Wall Street versus Main Street

Ces derniers jours, on entend souvent parler de la décorrélation des marchés (Wall Street) du monde réel (Main Street). Christian Schmitt, Senior Portfolio Manager chez Ethenea discute quel est l’impact sur le positionnement actuel du fonds Ethna DYNAMISCH.

Christianschmitt
Christian Schmitt
Les marchés (Wall Street) sont incarnés par des indices actions atteignant des niveaux supposément trop élevés, tandis que le monde réel (Main Street) doit faire face aux conséquences économiques et sociales de la pandémie de COVID-19. Les arguments sont légion. En toute objectivité, le problème est le suivant : les arguments des marchés, autant que ceux du monde réel, sont totalement valables et justifiés.

Le point de vue du marché : la masse monétaire en circulation dans le monde par le biais des programmes d’achats des banques centrales ne cesse d’augmenter. Pour chaque titre racheté par une grande banque centrale à son propriétaire, ce dernier perçoit des liquidités et se trouve confronté au problème de réinvestir cet argent. Il en résulte une inflation des prix de l’ensemble des actifs financiers, car une quantité d’argent toujours plus grande est investie dans un nombre d’actifs éligibles toujours plus réduit. Dans un environnement de taux d’intérêt faibles/nuls/négatifs, la valorisation ne joue finalement plus (et à juste titre !) qu’un rôle très secondaire.

L’opinion du monde réel, au contraire, symbolise toutes les difficultés de l'économie réelle : Le tout dernier choc économique causé par le coronavirus touche durement, une croissance déjà très affaiblie au cours des dernières années. Une amélioration durable a peu de chances de voir le jour dans un avenir proche. Les contaminations dans le monde repartent à la hausse, la consommation en souffre et de nombreux emplois qui n’étaient initialement que temporairement suspendus menacent de se muer en licenciements définitifs, en particulier dans les pays dotés de systèmes de sécurité sociale moins performants, comme il y en a beaucoup en Europe.

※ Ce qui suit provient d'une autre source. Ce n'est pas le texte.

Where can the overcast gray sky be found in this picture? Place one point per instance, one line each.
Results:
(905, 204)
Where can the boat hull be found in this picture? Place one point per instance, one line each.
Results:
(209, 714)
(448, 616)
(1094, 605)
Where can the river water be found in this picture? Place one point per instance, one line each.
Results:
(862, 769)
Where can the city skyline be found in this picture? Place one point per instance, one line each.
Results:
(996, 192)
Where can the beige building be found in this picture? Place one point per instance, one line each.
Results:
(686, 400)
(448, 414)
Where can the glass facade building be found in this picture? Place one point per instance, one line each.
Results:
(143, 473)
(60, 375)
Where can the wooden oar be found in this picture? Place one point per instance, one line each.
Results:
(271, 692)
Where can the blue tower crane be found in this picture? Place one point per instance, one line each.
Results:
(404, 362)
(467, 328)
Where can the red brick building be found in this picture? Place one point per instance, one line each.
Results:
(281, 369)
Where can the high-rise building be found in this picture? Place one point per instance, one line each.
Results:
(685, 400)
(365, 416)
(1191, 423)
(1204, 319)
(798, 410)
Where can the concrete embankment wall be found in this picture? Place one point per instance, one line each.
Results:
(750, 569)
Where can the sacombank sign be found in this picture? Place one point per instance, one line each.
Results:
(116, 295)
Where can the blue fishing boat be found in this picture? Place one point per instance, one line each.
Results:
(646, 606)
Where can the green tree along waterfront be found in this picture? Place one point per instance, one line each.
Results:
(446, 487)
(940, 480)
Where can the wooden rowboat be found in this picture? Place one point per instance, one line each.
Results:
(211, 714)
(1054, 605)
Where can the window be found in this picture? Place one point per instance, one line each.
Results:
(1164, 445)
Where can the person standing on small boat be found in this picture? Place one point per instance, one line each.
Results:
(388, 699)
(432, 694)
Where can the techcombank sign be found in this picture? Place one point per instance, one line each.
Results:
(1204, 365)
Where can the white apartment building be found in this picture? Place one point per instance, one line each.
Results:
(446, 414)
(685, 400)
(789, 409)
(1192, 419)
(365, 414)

Il est intéressant de noter que ces deux tendances ne datent pas de l’arrivée du coronavirus. Cela s’est développé de manière exponentielle au cours des derniers mois. On serait vite tenté d’ignorer ces dérives en les qualifiant d’exagérations. Pourtant, dans l’ensemble, nous sommes encore loin de l’ampleur des excès précédents des marchés financiers. Il est tout simplement impossible d'évaluer jusqu’où ces développements nous mèneront cette fois. La croissance à un prix raisonnable (en anglais : Growth At a Reasonable Price – GARP) relève pour nous d’une approche d’investissement responsable. La croissance à n’importe quel prix (en anglais : Growth At ANY Price – GAAP) tire déjà certains secteurs des marchés actions vers de nouveaux sommets et représente un risque aussi prévisible qu’inintéressant. Nous évitons également les entreprises moins solvables dotées de modèles vulnérables, en particulier en ces temps difficiles sur le plan économique. C’est pourquoi nous n’avons pas eu besoin d’effectuer beaucoup d’ajustements au sein du fonds Ethna-DYNAMISCH récemment. En juillet, nous avons renforcé nos couvertures sur certains pics de valorisation individuels, à nouveau de manière anticyclique, portant ainsi notre exposition nette aux actions à 37,9 % (contre 43,1 % fin juin). Outre un petit nombre d’ajustements de positions individuelles, nous avons une nouvelle fois réduit la position en dollar américain, fort opportunément avant que celui-ci ne se déprécie fortement contre l’euro pendant la seconde moitié du mois.